A 1902 stereogram titled “In the stoke-hole of HMS Terrible. Hong Kong”. HMS Terrible had 48 coal-fired boilers. Photo: Gwulo
Old Hong Kong Photos and The Tales They Tell Volume 3, by David Bellis. Photo: Gwulo

In one photograph, Bellis shows a team of stokers in Hong Kong from around 1902. “And yet 20 years later all these stokers were gone,” he says. It’s a rare photograph, he says, because people don’t often take photos of themselves working.

He often thinks about the lives of the people in his photographs, and in this case he got lucky.

“One lovely side effect,” he says of putting this photograph on his Gwulo website, “is that last November I got a comment from a reader: ‘The stoker closest to the camera is my grandfather, Thomas Wilbury Smith.’ So that’s the joy when you actually get to know about some of the people in there.”

Bellis is keen to include more photographs of people in future volumes and find out as much as he can about them.

Four bathers from the private launch Paula take the chance to cool off in the sea sometime in the late 1910s or early 1920s. Photo: Gwulo

His collection of photographs provide entertainment. There are children gleefully jumping into the harbour – but one boy not looking quite so happy because he has been tasked with looking after their clothes.

There are four expatriates cooling off in the water around 1910. There’s a square photo of a Chinese girl with her back to the photographer looking down on the bay at Shau Kei Wan.
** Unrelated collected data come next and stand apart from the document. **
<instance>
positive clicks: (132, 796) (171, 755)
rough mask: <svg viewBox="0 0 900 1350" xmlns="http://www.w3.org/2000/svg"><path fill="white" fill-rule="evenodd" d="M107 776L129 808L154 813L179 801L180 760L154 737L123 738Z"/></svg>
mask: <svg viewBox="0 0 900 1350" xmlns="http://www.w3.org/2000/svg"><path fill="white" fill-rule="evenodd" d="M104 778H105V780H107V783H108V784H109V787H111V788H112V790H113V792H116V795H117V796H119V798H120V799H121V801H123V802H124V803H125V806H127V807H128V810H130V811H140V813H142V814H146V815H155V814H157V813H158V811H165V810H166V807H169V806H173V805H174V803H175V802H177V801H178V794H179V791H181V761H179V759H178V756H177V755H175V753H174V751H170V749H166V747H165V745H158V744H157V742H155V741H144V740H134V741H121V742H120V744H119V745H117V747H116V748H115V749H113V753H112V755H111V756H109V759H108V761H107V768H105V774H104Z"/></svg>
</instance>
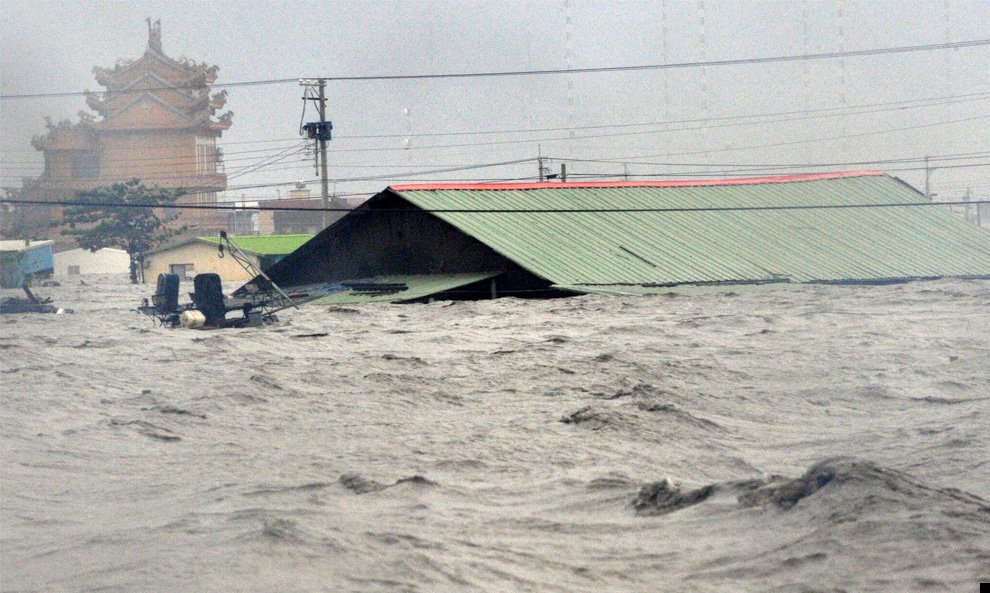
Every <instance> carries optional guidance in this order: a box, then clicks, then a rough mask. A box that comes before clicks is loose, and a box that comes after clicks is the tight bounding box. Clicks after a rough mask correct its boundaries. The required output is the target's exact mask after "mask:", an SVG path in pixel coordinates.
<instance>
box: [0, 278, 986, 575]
mask: <svg viewBox="0 0 990 593" xmlns="http://www.w3.org/2000/svg"><path fill="white" fill-rule="evenodd" d="M228 288H232V287H228ZM150 291H151V289H150V288H149V287H147V286H130V285H128V284H127V283H126V279H125V278H118V277H96V278H91V277H83V280H82V281H80V280H79V278H74V279H66V280H64V282H63V285H62V286H60V287H53V288H39V289H38V290H37V292H39V293H41V294H43V295H47V296H52V297H54V299H55V300H56V302H57V303H58V304H59V305H61V306H63V307H71V308H72V309H74V313H73V314H69V315H20V316H4V317H2V318H0V361H2V362H0V394H2V395H0V397H2V399H0V402H2V403H0V413H2V440H0V527H2V533H0V575H2V576H0V588H2V590H3V591H11V592H13V591H121V592H124V591H127V592H132V591H168V592H172V591H174V592H189V591H197V592H212V591H216V592H232V591H328V592H330V591H333V592H337V591H354V592H366V591H383V592H384V591H388V592H394V591H421V592H436V591H454V592H459V591H465V592H515V591H520V592H521V591H533V592H553V591H561V592H584V591H586V592H589V593H590V592H594V593H600V592H603V591H607V592H625V591H644V592H645V591H650V592H652V591H685V592H687V591H690V592H696V591H712V592H715V591H719V592H722V591H753V592H766V591H780V592H784V591H787V592H792V591H975V590H976V589H977V587H978V584H977V583H978V582H979V581H980V580H983V581H986V580H990V503H988V502H987V499H988V498H990V282H986V281H961V280H954V281H934V282H916V283H910V284H903V285H894V286H860V287H837V286H800V287H794V288H790V289H777V290H758V291H738V292H726V291H723V292H718V293H704V292H699V293H692V294H672V295H661V296H653V297H636V298H632V297H629V298H620V297H601V296H581V297H575V298H570V299H559V300H548V301H527V300H516V299H500V300H496V301H482V302H468V303H451V302H435V303H431V304H420V305H355V306H346V307H339V306H338V307H330V308H327V307H318V306H309V307H303V308H302V309H301V310H292V311H285V312H284V313H282V314H281V322H280V323H279V324H278V325H275V326H271V327H267V328H249V329H238V330H225V331H192V330H167V329H161V328H156V327H153V326H152V324H151V323H150V322H149V321H148V320H147V319H146V318H144V317H142V316H140V315H139V314H137V313H135V312H134V311H133V307H134V306H135V305H136V304H137V303H138V302H139V300H140V299H141V297H145V296H148V294H149V292H150ZM15 294H16V293H15V292H13V291H2V294H0V297H2V296H12V295H15Z"/></svg>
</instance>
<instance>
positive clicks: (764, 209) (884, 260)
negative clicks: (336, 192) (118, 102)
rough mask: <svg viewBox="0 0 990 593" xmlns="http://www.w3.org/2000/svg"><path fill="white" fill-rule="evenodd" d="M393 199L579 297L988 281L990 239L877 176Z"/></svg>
mask: <svg viewBox="0 0 990 593" xmlns="http://www.w3.org/2000/svg"><path fill="white" fill-rule="evenodd" d="M390 189H391V191H393V192H395V193H397V194H398V195H400V196H401V197H402V198H404V199H405V200H407V201H409V202H410V203H412V204H414V205H415V206H417V207H419V208H422V209H425V210H430V211H433V212H434V215H435V216H437V217H439V218H441V219H443V220H445V221H447V222H448V223H450V224H452V225H453V226H455V227H457V228H458V229H460V230H461V231H463V232H465V233H467V234H469V235H471V236H473V237H475V238H476V239H478V240H479V241H481V242H483V243H485V244H486V245H488V246H489V247H491V248H492V249H494V250H495V251H496V252H498V253H500V254H502V255H503V256H505V257H507V258H508V259H510V260H512V261H514V262H516V263H517V264H519V265H520V266H522V267H524V268H526V269H528V270H529V271H530V272H532V273H534V274H536V275H538V276H541V277H543V278H546V279H548V280H550V281H551V282H553V283H554V284H556V285H559V286H561V287H567V288H568V289H573V290H582V289H585V288H591V287H593V286H606V285H647V286H649V285H676V284H684V283H698V284H706V283H739V282H743V283H752V282H782V281H789V282H815V281H825V282H846V281H883V280H892V279H905V278H919V277H940V276H990V233H987V232H986V231H984V230H982V229H979V228H977V227H976V226H974V225H971V224H969V223H966V222H965V221H963V220H961V219H960V218H958V217H957V216H955V215H954V214H952V213H950V212H947V211H945V210H944V209H943V208H940V207H937V206H928V205H925V206H903V205H901V204H918V203H920V202H926V201H927V200H926V199H925V198H924V196H922V195H921V194H920V193H919V192H917V191H916V190H914V189H913V188H911V187H910V186H908V185H906V184H904V183H903V182H901V181H899V180H897V179H895V178H892V177H889V176H886V175H883V174H880V173H876V172H858V173H840V174H823V175H804V176H792V177H783V178H763V179H753V180H725V181H710V182H653V183H641V184H637V183H592V184H571V183H566V184H504V185H492V186H486V185H470V186H460V185H455V184H452V185H441V186H419V185H410V186H395V187H392V188H390ZM849 205H870V206H875V207H865V208H864V207H856V208H850V207H841V208H829V207H830V206H849ZM808 206H816V207H819V208H805V207H808ZM820 207H825V208H820ZM767 208H770V209H767ZM773 208H781V209H773ZM450 210H465V211H466V212H451V211H450ZM492 210H497V212H492ZM622 210H625V211H622ZM630 210H639V211H630Z"/></svg>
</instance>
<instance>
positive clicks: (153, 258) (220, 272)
mask: <svg viewBox="0 0 990 593" xmlns="http://www.w3.org/2000/svg"><path fill="white" fill-rule="evenodd" d="M249 258H250V259H251V263H252V264H254V265H255V266H256V267H260V266H259V262H258V258H257V257H255V256H249ZM186 264H192V270H191V271H187V274H189V279H190V280H191V279H192V276H193V275H194V274H203V273H207V272H211V273H215V274H219V275H220V279H221V280H223V281H225V282H226V281H244V282H246V281H248V280H250V279H251V278H253V277H254V275H253V274H249V273H248V272H246V271H245V270H244V268H242V267H241V265H240V264H239V263H237V262H236V261H235V260H234V258H233V257H231V256H230V254H226V255H225V256H224V258H223V259H220V258H219V257H218V256H217V246H216V245H212V244H208V243H202V242H199V241H197V242H193V243H187V244H185V245H180V246H177V247H173V248H172V249H166V250H163V251H159V252H156V253H152V254H148V255H146V256H145V258H144V280H145V282H146V283H148V284H154V283H155V282H157V280H158V275H159V274H170V273H172V268H171V266H173V265H186ZM183 280H185V278H183Z"/></svg>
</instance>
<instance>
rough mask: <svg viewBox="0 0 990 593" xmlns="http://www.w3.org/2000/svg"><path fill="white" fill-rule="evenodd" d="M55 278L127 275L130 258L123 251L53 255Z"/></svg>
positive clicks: (78, 249) (68, 253)
mask: <svg viewBox="0 0 990 593" xmlns="http://www.w3.org/2000/svg"><path fill="white" fill-rule="evenodd" d="M54 262H55V275H56V276H80V275H86V274H127V273H129V272H130V265H131V256H130V255H128V253H127V252H126V251H124V250H123V249H111V248H104V249H97V250H96V251H90V250H89V249H82V248H81V247H80V248H76V249H69V250H68V251H60V252H58V253H56V254H55V255H54Z"/></svg>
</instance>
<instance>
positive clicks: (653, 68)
mask: <svg viewBox="0 0 990 593" xmlns="http://www.w3.org/2000/svg"><path fill="white" fill-rule="evenodd" d="M985 45H990V39H974V40H970V41H954V42H948V43H933V44H928V45H905V46H899V47H881V48H871V49H862V50H852V51H841V52H823V53H814V54H797V55H785V56H770V57H764V58H737V59H730V60H709V61H698V62H675V63H669V64H642V65H637V66H602V67H595V68H559V69H546V70H506V71H492V72H456V73H442V74H390V75H363V76H321V77H312V76H311V77H296V78H271V79H267V80H249V81H241V82H230V83H226V84H223V85H217V86H223V87H230V88H234V87H249V86H267V85H276V84H289V83H297V82H298V81H299V80H300V79H301V78H323V79H325V80H327V81H328V82H371V81H398V80H440V79H452V78H454V79H457V78H499V77H515V76H548V75H571V74H599V73H618V72H637V71H644V70H670V69H679V68H709V67H715V66H740V65H754V64H774V63H782V62H799V61H809V60H830V59H836V58H851V57H866V56H878V55H889V54H900V53H912V52H924V51H937V50H946V49H964V48H970V47H980V46H985ZM200 86H201V85H179V86H165V87H152V88H146V89H135V90H133V91H108V92H112V93H143V92H147V91H156V90H173V89H190V88H200ZM85 94H86V93H85V91H74V92H61V93H26V94H16V95H0V100H16V99H41V98H52V97H76V96H81V95H85Z"/></svg>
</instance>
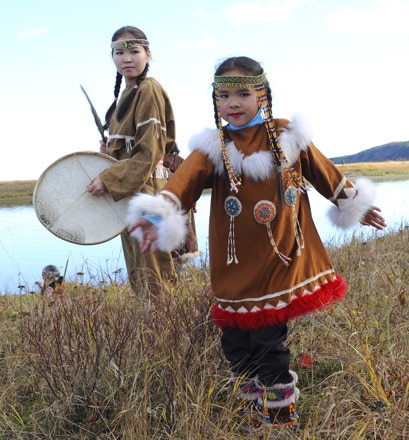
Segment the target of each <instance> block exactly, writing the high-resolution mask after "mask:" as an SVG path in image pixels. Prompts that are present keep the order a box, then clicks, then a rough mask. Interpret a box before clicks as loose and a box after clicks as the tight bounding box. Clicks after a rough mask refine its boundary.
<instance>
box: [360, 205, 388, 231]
mask: <svg viewBox="0 0 409 440" xmlns="http://www.w3.org/2000/svg"><path fill="white" fill-rule="evenodd" d="M380 212H381V209H380V208H378V207H377V206H372V207H371V209H369V210H368V211H367V212H366V213H365V215H364V218H363V219H362V220H361V225H364V226H373V227H374V228H376V229H379V230H380V231H381V230H382V229H383V228H385V227H386V223H385V219H384V218H383V217H382V216H381V214H380Z"/></svg>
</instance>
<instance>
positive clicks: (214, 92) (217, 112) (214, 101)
mask: <svg viewBox="0 0 409 440" xmlns="http://www.w3.org/2000/svg"><path fill="white" fill-rule="evenodd" d="M212 98H213V110H214V121H215V123H216V127H218V126H219V116H218V113H219V111H218V109H217V104H216V92H215V89H214V87H213V92H212Z"/></svg>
This is a stereogram – there would be two such photos side by side that were viewed through a stereoscope. The pictures would merge to provide a 3D image.

There’s also nostalgia in Bellis’ book for a time when Hong Kong was a bustling maritime port. In one photo there are women in amah’s outfits grinning from a sampan. They are Mary’s Sideparty, a group who would clean and repaint the side of vessels in return for free ship food that they would in turn sell. There was also a Jenny’s Sideparty, among others.

Mary’s Sideparty working on HMS Warrior in 1954. Photo: Gwulo
Bellis is administrator of the website and Facebook page Gwulo. Photo: James Wendlinger

In discovering the tales behind these photos, Bellis shows he has the same curious streak in adulthood that he showed as a boy growing up in Pembrokeshire, in Wales.

“When I was about nine or 10, I used to get this comic called World of Wonder, and the family joke was that the next mealtime would start: ‘Did you know?’ I just found it fascinating, and with these stories I hope it will trigger that same curiosity in Hong Kong history [among readers] and in the photos that if you have a bit of a closer look there’s more to be seen in there.”